Expatriés victimes de violence et de harcèlement au travail : la difficulté de parler
Les travailleurs étrangers sont moins susceptibles de divulguer avoir été victimes de violence. Ceux qui se taisent disent ne pas avoir su quoi faire/à qui parler. Ils ne connaissent pas les lois en vigueur dans le pays ni les organismes à contacter en cas de problème. Tous les pays ne disposent pas d'informations et de services dédiés. Certains sont plus avancés que d'autres en matière de protection des droits des étrangers. La culture du pays entre aussi en cause. C'est d'autant plus vrai pour les femmes expatriées, dont le poste à responsabilité peut être mal vu dans un pays à la culture réputée sexiste.
À cela s'ajoute la peur de parler. Car parler, c'est se mettre dans un danger encore plus grand.
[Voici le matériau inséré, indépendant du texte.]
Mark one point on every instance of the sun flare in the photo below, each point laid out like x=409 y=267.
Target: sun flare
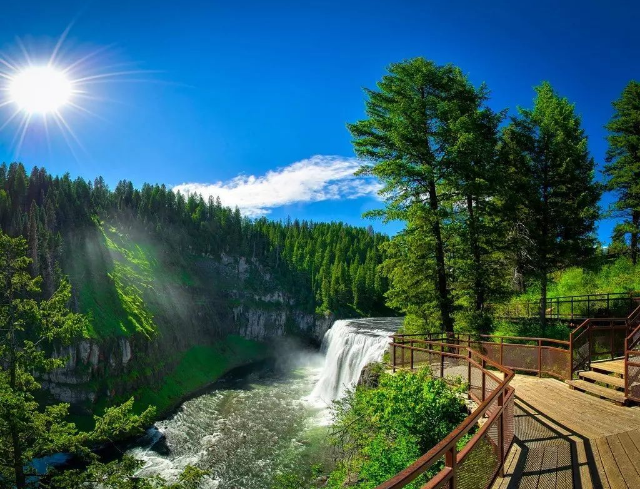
x=40 y=90
x=54 y=92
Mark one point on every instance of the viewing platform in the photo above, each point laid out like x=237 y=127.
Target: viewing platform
x=573 y=424
x=566 y=439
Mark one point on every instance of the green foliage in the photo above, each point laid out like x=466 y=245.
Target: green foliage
x=200 y=366
x=380 y=431
x=29 y=327
x=532 y=328
x=623 y=167
x=90 y=231
x=554 y=197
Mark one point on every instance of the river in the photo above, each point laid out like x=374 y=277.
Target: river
x=274 y=419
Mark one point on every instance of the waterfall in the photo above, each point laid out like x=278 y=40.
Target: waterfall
x=348 y=346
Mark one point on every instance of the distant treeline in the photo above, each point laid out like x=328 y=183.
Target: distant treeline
x=328 y=267
x=492 y=204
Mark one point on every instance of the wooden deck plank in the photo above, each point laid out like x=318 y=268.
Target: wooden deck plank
x=603 y=378
x=598 y=390
x=613 y=366
x=563 y=411
x=583 y=477
x=625 y=466
x=555 y=421
x=597 y=460
x=633 y=452
x=635 y=437
x=614 y=476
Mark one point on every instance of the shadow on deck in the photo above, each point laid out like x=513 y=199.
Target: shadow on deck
x=569 y=440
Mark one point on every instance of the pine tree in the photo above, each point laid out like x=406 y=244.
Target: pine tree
x=623 y=164
x=408 y=140
x=553 y=183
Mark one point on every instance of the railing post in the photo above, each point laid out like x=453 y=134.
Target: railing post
x=571 y=307
x=501 y=453
x=484 y=378
x=539 y=358
x=450 y=461
x=612 y=341
x=626 y=367
x=571 y=356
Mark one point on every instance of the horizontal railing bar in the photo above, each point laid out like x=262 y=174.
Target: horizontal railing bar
x=426 y=461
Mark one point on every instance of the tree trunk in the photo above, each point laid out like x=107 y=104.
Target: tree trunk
x=441 y=272
x=634 y=237
x=543 y=248
x=543 y=301
x=478 y=282
x=18 y=468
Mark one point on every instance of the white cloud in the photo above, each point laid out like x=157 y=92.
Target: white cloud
x=312 y=180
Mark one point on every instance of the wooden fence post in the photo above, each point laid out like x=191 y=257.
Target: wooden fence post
x=501 y=453
x=484 y=379
x=450 y=460
x=393 y=357
x=539 y=358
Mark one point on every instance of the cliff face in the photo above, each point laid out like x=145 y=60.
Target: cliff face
x=165 y=323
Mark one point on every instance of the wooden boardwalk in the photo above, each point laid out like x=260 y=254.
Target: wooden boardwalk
x=569 y=439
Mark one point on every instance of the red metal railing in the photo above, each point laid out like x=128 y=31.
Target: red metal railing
x=632 y=358
x=481 y=460
x=526 y=354
x=597 y=339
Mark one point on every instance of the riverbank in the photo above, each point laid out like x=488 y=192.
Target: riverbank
x=198 y=370
x=246 y=429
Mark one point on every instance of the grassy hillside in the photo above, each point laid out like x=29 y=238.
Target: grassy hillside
x=614 y=276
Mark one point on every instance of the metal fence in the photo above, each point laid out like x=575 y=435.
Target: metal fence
x=597 y=339
x=632 y=359
x=570 y=307
x=490 y=425
x=542 y=356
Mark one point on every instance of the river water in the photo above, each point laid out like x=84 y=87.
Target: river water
x=274 y=419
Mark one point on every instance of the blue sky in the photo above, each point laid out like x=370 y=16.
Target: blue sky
x=244 y=95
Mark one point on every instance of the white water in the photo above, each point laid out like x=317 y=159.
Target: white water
x=247 y=430
x=348 y=346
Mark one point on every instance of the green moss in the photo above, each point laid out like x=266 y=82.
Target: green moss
x=199 y=366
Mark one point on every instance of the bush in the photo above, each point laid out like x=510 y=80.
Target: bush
x=380 y=431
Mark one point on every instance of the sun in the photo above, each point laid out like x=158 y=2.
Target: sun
x=40 y=90
x=49 y=93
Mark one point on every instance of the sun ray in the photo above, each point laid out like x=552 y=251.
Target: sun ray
x=8 y=121
x=62 y=38
x=84 y=110
x=60 y=117
x=24 y=51
x=112 y=75
x=79 y=62
x=23 y=132
x=64 y=135
x=54 y=91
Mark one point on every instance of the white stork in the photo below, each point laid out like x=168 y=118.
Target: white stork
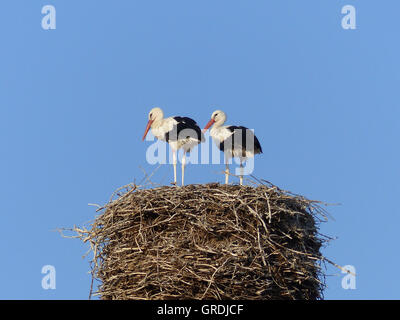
x=234 y=141
x=179 y=132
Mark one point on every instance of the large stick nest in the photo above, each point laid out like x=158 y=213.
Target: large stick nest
x=207 y=242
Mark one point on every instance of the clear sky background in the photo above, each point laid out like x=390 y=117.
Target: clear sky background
x=324 y=103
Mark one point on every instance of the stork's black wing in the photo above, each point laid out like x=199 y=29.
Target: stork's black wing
x=241 y=138
x=183 y=129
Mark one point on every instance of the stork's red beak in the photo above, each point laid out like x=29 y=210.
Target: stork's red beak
x=209 y=124
x=147 y=128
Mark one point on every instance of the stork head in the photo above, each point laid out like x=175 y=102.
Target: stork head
x=218 y=118
x=155 y=114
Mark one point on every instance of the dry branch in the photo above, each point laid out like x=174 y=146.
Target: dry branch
x=207 y=242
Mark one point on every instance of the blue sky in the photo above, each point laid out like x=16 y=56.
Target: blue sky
x=322 y=100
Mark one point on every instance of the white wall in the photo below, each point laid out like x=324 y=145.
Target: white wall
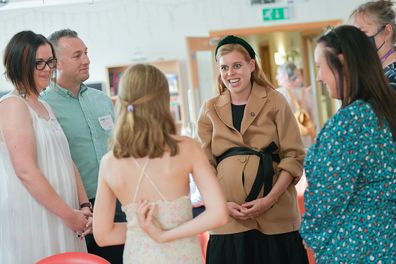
x=120 y=31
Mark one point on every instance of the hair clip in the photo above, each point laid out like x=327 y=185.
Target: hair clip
x=130 y=108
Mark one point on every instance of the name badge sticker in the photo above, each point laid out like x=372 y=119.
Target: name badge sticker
x=106 y=122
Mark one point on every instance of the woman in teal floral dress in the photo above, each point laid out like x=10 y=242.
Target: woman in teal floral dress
x=351 y=169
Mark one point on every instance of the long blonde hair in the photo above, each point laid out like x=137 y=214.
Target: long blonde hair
x=257 y=76
x=144 y=125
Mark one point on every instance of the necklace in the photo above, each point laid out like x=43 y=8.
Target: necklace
x=383 y=58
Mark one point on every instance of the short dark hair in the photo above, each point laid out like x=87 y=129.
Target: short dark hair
x=361 y=70
x=57 y=35
x=20 y=60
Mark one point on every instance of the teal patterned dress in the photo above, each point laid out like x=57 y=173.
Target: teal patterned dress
x=351 y=196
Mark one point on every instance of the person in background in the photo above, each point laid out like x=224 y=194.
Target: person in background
x=377 y=20
x=300 y=99
x=148 y=171
x=40 y=187
x=351 y=169
x=248 y=134
x=86 y=115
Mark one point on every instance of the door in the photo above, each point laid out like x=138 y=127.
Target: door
x=203 y=72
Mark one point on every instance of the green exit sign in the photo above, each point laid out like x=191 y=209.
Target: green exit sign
x=279 y=13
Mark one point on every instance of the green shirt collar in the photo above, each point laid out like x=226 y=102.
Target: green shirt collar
x=65 y=92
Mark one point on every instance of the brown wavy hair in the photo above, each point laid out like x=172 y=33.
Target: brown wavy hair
x=144 y=125
x=361 y=70
x=257 y=76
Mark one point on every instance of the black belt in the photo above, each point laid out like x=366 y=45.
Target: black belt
x=265 y=171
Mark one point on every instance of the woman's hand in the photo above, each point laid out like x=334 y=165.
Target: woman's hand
x=145 y=216
x=88 y=215
x=88 y=229
x=237 y=211
x=257 y=207
x=76 y=221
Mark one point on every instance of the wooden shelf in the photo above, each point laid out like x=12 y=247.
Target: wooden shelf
x=171 y=68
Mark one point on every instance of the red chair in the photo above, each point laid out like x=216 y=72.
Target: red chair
x=73 y=258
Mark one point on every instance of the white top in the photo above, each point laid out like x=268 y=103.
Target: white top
x=28 y=231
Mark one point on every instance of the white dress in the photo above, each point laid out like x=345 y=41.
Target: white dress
x=140 y=248
x=28 y=231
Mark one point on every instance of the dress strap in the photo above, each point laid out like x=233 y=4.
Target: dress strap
x=48 y=108
x=143 y=173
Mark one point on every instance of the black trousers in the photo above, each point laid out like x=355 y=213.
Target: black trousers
x=113 y=254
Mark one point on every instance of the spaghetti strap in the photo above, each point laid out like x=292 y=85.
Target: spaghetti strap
x=143 y=173
x=140 y=177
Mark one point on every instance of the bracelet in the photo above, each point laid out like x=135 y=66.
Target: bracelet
x=88 y=204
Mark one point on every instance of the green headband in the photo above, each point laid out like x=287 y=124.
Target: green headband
x=231 y=39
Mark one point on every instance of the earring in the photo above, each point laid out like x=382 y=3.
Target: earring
x=22 y=93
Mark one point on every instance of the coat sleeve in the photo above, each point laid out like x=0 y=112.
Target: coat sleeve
x=205 y=133
x=291 y=148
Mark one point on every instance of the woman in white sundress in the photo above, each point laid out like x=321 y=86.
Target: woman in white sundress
x=148 y=171
x=40 y=188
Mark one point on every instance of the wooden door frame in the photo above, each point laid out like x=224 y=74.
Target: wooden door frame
x=275 y=28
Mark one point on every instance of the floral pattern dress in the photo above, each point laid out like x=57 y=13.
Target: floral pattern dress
x=351 y=197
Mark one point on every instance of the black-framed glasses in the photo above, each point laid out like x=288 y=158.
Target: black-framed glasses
x=40 y=64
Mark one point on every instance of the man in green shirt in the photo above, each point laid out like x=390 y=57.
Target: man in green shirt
x=87 y=118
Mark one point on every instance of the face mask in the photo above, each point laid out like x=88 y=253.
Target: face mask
x=372 y=38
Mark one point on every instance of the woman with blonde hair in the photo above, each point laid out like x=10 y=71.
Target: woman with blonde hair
x=148 y=170
x=377 y=20
x=249 y=135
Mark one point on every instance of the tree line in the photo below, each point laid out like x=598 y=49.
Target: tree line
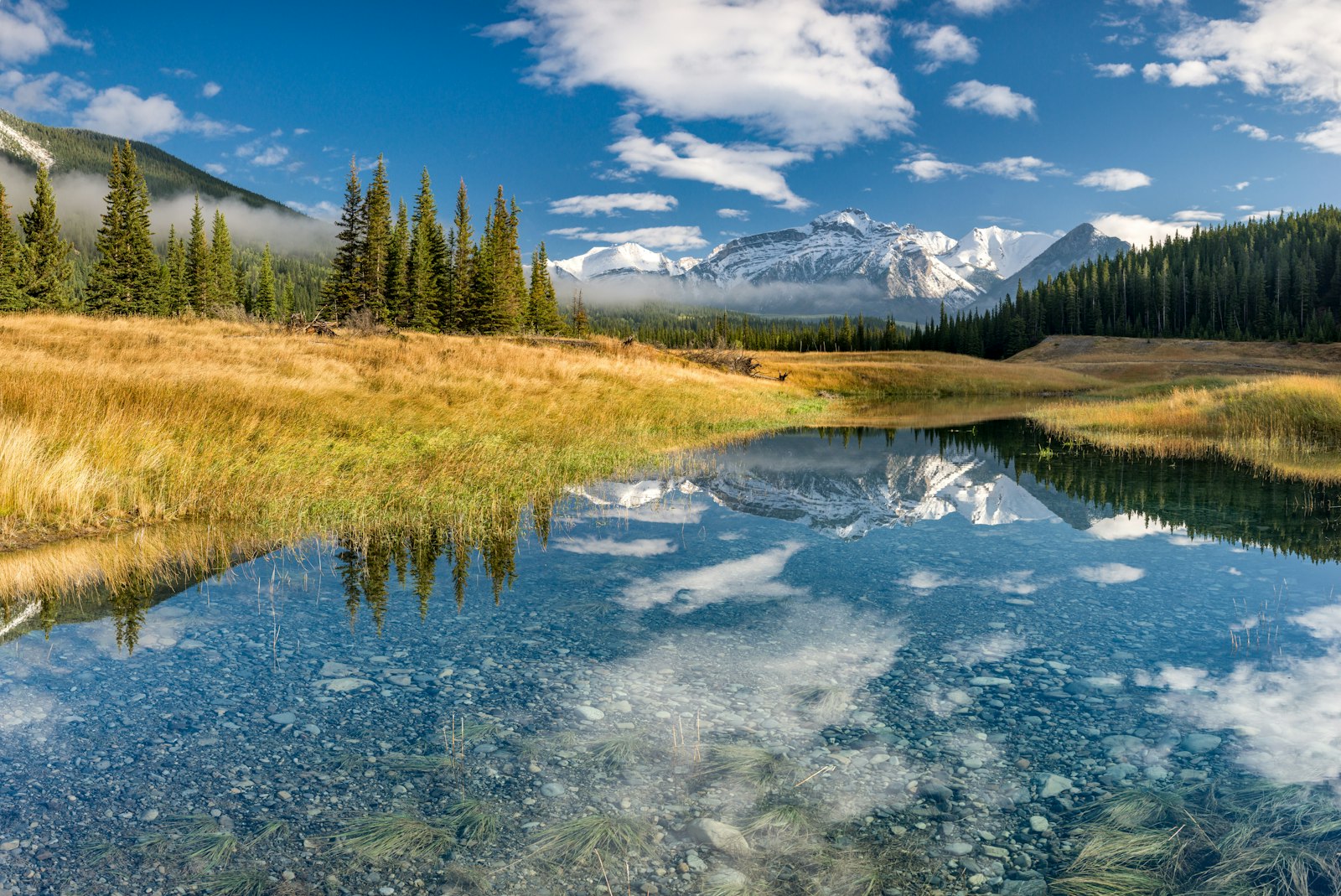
x=1277 y=278
x=199 y=272
x=412 y=272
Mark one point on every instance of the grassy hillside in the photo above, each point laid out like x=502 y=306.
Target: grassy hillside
x=91 y=153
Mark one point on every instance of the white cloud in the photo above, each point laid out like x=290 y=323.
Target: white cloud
x=659 y=238
x=614 y=547
x=1019 y=168
x=1325 y=138
x=748 y=167
x=1111 y=573
x=1139 y=230
x=30 y=28
x=50 y=93
x=1113 y=70
x=1115 y=180
x=990 y=100
x=614 y=203
x=793 y=70
x=322 y=211
x=753 y=578
x=1183 y=74
x=940 y=46
x=270 y=156
x=925 y=167
x=979 y=7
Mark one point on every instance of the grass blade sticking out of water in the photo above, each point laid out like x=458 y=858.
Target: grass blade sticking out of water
x=396 y=836
x=757 y=766
x=577 y=840
x=476 y=821
x=251 y=882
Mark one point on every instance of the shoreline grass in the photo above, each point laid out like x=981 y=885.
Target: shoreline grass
x=1287 y=426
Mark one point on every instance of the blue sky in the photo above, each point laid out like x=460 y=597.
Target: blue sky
x=683 y=124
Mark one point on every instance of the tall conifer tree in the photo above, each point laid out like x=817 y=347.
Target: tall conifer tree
x=341 y=292
x=125 y=279
x=46 y=259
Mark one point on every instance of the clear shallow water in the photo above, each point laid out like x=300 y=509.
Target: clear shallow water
x=943 y=634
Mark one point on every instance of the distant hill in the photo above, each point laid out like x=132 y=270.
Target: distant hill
x=73 y=149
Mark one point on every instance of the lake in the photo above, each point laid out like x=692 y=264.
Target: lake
x=862 y=660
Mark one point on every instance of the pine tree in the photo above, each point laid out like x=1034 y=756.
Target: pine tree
x=462 y=265
x=200 y=268
x=542 y=306
x=125 y=278
x=176 y=294
x=221 y=262
x=341 y=292
x=46 y=261
x=11 y=261
x=422 y=294
x=377 y=243
x=265 y=306
x=397 y=262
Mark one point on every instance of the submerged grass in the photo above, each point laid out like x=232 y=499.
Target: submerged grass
x=1287 y=426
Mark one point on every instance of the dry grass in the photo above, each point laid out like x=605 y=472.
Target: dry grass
x=893 y=375
x=1287 y=426
x=109 y=426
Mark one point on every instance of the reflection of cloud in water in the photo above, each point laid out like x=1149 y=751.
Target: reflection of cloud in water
x=1128 y=526
x=614 y=547
x=1287 y=719
x=1110 y=573
x=753 y=578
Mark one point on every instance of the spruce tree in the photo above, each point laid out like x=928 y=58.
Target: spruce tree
x=200 y=268
x=542 y=305
x=221 y=262
x=377 y=243
x=46 y=272
x=11 y=261
x=125 y=278
x=422 y=278
x=462 y=263
x=341 y=292
x=265 y=303
x=397 y=262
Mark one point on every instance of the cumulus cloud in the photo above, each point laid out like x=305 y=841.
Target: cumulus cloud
x=925 y=167
x=50 y=93
x=661 y=238
x=1113 y=70
x=990 y=100
x=1110 y=573
x=1139 y=230
x=748 y=167
x=614 y=203
x=751 y=578
x=121 y=111
x=940 y=46
x=795 y=70
x=30 y=28
x=1115 y=180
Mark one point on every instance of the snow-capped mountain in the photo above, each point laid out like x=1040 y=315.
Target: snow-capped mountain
x=857 y=261
x=621 y=262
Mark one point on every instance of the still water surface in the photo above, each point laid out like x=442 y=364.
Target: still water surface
x=949 y=640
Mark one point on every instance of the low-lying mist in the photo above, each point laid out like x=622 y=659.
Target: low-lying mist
x=80 y=201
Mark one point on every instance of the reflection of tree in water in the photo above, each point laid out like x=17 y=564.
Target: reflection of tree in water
x=1209 y=498
x=368 y=560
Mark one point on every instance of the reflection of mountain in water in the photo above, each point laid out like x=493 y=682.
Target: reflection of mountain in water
x=851 y=482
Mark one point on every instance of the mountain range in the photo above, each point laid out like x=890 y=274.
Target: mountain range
x=847 y=261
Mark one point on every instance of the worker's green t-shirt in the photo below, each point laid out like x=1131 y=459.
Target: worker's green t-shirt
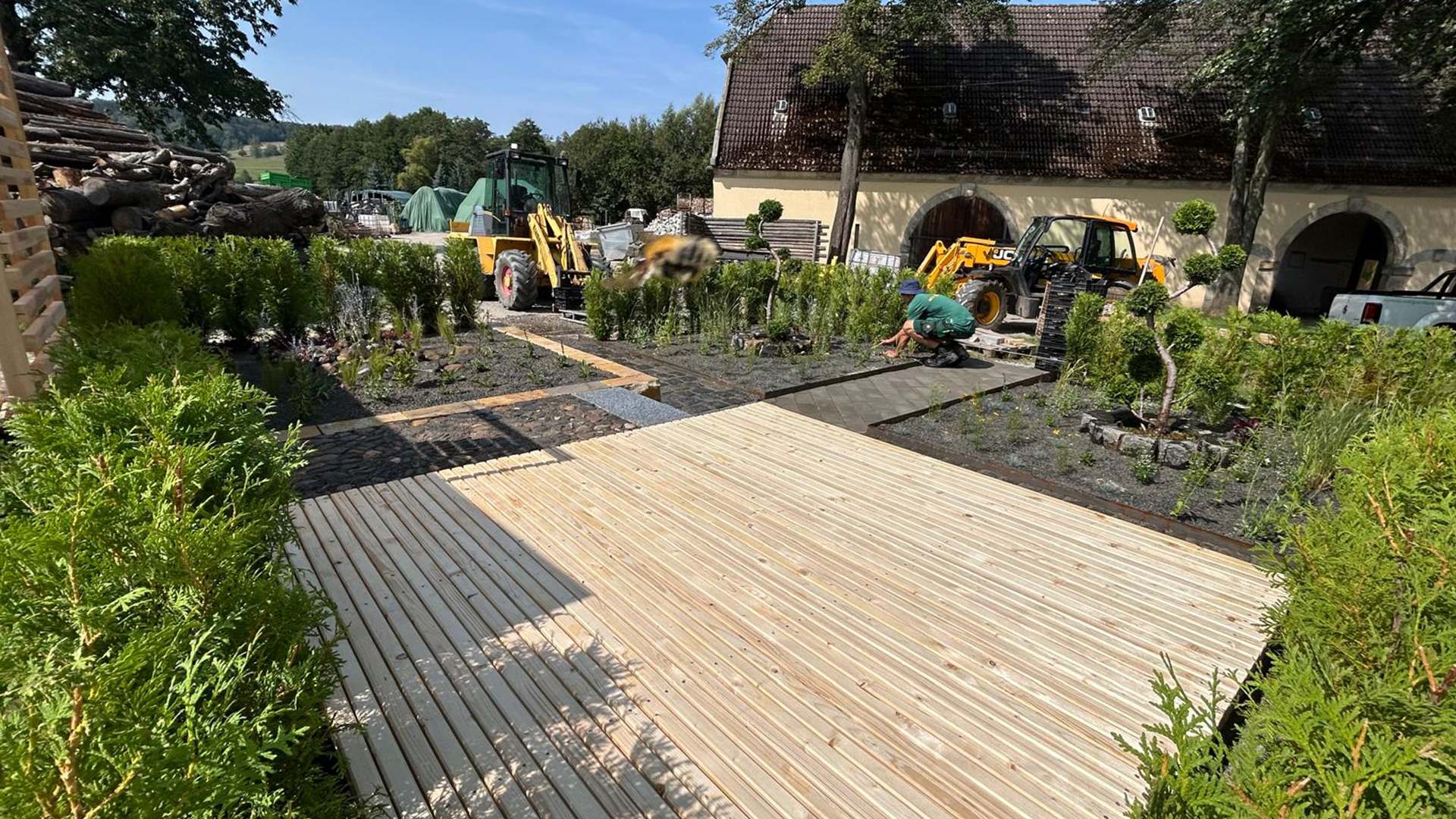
x=941 y=316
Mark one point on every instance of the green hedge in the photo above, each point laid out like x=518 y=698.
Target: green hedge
x=145 y=596
x=820 y=300
x=1357 y=713
x=1292 y=375
x=240 y=286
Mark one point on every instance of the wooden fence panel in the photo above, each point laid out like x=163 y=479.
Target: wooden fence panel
x=31 y=306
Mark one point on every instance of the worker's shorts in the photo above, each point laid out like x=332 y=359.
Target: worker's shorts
x=937 y=328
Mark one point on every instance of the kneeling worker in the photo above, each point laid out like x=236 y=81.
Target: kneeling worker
x=935 y=322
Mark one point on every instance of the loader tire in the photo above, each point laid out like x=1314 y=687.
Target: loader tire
x=517 y=280
x=986 y=300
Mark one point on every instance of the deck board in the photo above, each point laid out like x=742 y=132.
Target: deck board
x=755 y=614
Certains employeurs jouent sur la peur des travailleurs étrangers pour maintenir la pression : menaces concernant le permis de travail (qui ne serait plus renouvelé, qui serait confisqué), menaces relatives au travail en lui-même (blocage d'une demande de promotion, discrétisation auprès de la hiérarchie, des collègues…). Des pratiques qui diffèrent selon l'entreprise, selon le milieu socioprofessionnel (faibles salaires, salaires moyens, hauts salaires). Des pratiques bien entendues illégales, mais qui ont toujours cours aujourd'hui.
L'étude rappelle que ses résultats diffèrent d'une région du monde à l'autre, et que de grandes disparités peuvent apparaître entre les pays. Les résultats obtenus mettent cependant en évidence une violence et un harcèlement bien présents sur le lieu de travail, et à des niveaux inquiétants. Pour l'OIT, LRF et Gallup, l'urgence appelle à l'action. Car ces violences impactent, non seulement l'humain, mais aussi l'économie. Les organismes pressent tous les États de ratifier la Convention n°190 de l'OIT, concernant la violence et le harcèlement dans le monde du travail.